When the storm starts to hit hot, we stop on that little one-lane bridge what runs over Collum’s Creek. We set there so long, listening to his radio, and I think for sure he’s wanting some little piece a sugar and just don’t know how to ask on account of he never talks much. But when I lean over and pretend to fiddle with his turn signal, he don’t kiss me nor nothing. Just sets there tapping his foot to Ray Charles, and so I relax and settle back into my seat and watch the water roiling over rocks on its way to rise up the bank. Feels like that water’s calling something out to me. Not nothing like “come in, come in,” but more like “stay dry—things is finally about to change for you.”

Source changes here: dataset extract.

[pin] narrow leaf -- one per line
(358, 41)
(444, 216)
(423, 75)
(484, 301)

Gordon’s worked at that distillery for long about six year, ever since he quit high school, and when the storm lets up and the rain turns to little pecks, he starts on back driving to show me what the distillery looks like. Turns out there’s big fire, taking it all down, and we can see the smoke for miles on our way up the road. The car windows is cracked just a hair, and you can smell the bourbon on that smoke like you was pouring it over a steak. When we get to the top of Blanton Hill he gets out the car and throws his nice canvas jacket down on the wet grass so I can set on it, then he sets down next to me, on one of his coatsleeves, and I look at them smoking clouds opening up into the sky like gray seashells. “Wow,” I say, but he don’t answer.
It’s fire engines showing up from all over everwhere, even one with NICHOLASVILLE painted on the side of it, and all their bells are clanging and all their firemen are just a yelling, but that fire’s just going to keep on going and going—you can tell it just from looking. All the bourbon what’s running in little rivers around the warehouse done caught fire too, and from way up on top of this hill, we can see how all them little flaming rivers connect like they was a map of Louisiana.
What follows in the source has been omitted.